Nel Camposanto monumentale di Pisa ci sono degli splendidi affreschi di Buffalmacco (Buonamico di Martino), che l’artista fiorentino realizzò tra il 1336 e il 1342. Una delle figure raffigurate, all’interno di una folla di reietti, potrebbe essere Dante Alighieri. Lo afferma la professoressa Giulia Ammannati, docente di Paleografia alla Scuola Normale di Pisa, in un articolo in corso di stampa sugli Annali della Scuola Normale di cui ha parlato il professor Salvatore Settis sul Sole 24 Ore.
Potrebbe essere Dante quell’uomo vestito di rosso che, insieme a molti altri personaggi, viene spinto all’inferno dagli arcangeli nel Giudizio Universale di Buffalmacco. Assomiglia al ritratto giottesco di Dante al Bargello (ante 1337). Ma per quale motivo collocarlo all’Inferno?
Ammannati formula la sua ipotesi facendo riferimento al contesto storico-politico dell’epoca e al fortissimo contrasto che opponeva Papato e Impero. L’arcivescovo di Pisa Simone Saltarelli, che era stretto collaboratore di papa Giovanni XXII, si era dovuto rifugiare ad Avignone presso il Pontefice negli anni (1327-29) in cui Pisa fu occupata da Ludovico il Bavaro, che vi insediò anche un proprio antipapa (Niccolò V). In quei frangenti i filoimperiali avevano tratto numerosi argomenti da un’opera di Dante, il “De Monarchia”, presto messa al rogo dagli emissari del Papa avignonese.
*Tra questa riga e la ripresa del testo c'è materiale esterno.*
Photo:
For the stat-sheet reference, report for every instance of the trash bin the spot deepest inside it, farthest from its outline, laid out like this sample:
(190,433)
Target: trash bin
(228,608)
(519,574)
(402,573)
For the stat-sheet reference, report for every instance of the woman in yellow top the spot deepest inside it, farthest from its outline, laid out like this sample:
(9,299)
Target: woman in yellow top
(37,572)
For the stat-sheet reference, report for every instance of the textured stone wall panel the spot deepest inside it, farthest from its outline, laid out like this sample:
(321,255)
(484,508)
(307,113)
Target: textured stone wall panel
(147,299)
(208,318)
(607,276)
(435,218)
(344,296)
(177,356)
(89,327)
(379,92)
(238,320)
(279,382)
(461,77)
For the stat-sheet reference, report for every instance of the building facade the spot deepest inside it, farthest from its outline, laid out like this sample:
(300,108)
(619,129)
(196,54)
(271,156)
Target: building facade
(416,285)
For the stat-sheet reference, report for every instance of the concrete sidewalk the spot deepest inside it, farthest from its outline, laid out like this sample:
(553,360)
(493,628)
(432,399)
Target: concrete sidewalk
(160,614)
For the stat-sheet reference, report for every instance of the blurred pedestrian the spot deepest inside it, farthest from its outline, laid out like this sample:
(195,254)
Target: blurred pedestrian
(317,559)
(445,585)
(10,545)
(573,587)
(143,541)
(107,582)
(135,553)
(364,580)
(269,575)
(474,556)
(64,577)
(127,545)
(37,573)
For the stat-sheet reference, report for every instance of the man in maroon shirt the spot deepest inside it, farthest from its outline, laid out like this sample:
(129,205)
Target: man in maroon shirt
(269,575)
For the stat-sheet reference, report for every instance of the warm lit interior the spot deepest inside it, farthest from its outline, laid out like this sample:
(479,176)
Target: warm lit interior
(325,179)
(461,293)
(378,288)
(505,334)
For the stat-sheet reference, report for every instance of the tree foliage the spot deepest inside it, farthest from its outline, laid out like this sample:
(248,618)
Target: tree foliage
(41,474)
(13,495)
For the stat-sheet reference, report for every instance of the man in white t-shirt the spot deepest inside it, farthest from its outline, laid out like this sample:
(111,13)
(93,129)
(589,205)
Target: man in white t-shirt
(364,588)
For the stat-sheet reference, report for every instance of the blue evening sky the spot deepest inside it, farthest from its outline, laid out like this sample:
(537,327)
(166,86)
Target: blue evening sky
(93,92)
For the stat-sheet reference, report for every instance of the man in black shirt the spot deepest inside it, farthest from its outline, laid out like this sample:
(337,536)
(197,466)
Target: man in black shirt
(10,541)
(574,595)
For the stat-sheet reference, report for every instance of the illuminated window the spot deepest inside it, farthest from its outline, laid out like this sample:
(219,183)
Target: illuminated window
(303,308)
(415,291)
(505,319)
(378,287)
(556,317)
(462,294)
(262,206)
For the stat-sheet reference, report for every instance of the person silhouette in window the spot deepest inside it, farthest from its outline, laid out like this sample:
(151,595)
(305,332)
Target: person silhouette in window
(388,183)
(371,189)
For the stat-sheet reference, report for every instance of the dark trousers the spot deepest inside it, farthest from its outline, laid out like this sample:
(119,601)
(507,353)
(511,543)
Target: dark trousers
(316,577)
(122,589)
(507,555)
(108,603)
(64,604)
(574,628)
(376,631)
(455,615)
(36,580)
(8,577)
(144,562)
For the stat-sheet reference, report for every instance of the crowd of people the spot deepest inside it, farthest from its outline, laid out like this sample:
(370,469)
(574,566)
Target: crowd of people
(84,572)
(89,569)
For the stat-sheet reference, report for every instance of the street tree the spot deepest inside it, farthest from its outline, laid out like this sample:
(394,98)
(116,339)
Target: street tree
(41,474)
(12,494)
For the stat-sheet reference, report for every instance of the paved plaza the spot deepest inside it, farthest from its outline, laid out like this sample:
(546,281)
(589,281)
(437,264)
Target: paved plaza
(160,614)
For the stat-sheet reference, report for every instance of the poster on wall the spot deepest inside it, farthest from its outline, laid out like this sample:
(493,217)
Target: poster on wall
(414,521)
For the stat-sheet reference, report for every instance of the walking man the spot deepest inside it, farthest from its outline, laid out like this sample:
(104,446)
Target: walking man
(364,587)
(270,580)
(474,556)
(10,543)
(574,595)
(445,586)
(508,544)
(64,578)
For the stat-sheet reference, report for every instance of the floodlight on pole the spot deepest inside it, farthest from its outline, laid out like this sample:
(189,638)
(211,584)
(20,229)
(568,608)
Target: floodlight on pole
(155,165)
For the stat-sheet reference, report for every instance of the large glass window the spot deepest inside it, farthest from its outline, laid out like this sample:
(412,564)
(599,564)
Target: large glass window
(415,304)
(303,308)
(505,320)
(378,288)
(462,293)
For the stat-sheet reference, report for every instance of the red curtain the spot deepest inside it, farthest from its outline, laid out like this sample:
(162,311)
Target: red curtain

Il Dante “teorico dell’Impero” potrebbe essere stato preso di mira proprio per questo negli affreschi di Buffalmacco. Bisogna ricordare che nelle opere dell’artista giocarono una forte influenza sia i domenicani pisani che l’arcivescovo Saltarelli. Accanto a quello che assomiglia a Dante c’è un personaggio barbuto, potrebbe trattarsi di Virgilio: anche lui messo al bando, probabilmente perché nel Medioevo era visto come un mago. Anche Dante, tra l’altro, negli ultimi anni della sua esistenza ricevette la stessa accusa.
Buffalmacco e il vescovo Saltarelli avevano visto il ritratto di Dante, a Firenze. E da qui potrebbe esserne derivata la riproduzione nell’affresco pisano. Ma secondo la professoressa Ammannati c’è un’altra tesi suggestiva. Dante stesso potrebbe aver soggiornato a Pisa, come sostenuto dal compianto professor Marco Santagata, sotto Arrigo VII (1312-13), componendovi diverse parti del De Monarchia. Da qui, grazie ai racconti dei domenicani, sarebbe nata la sua rappresentazione nell’affresco.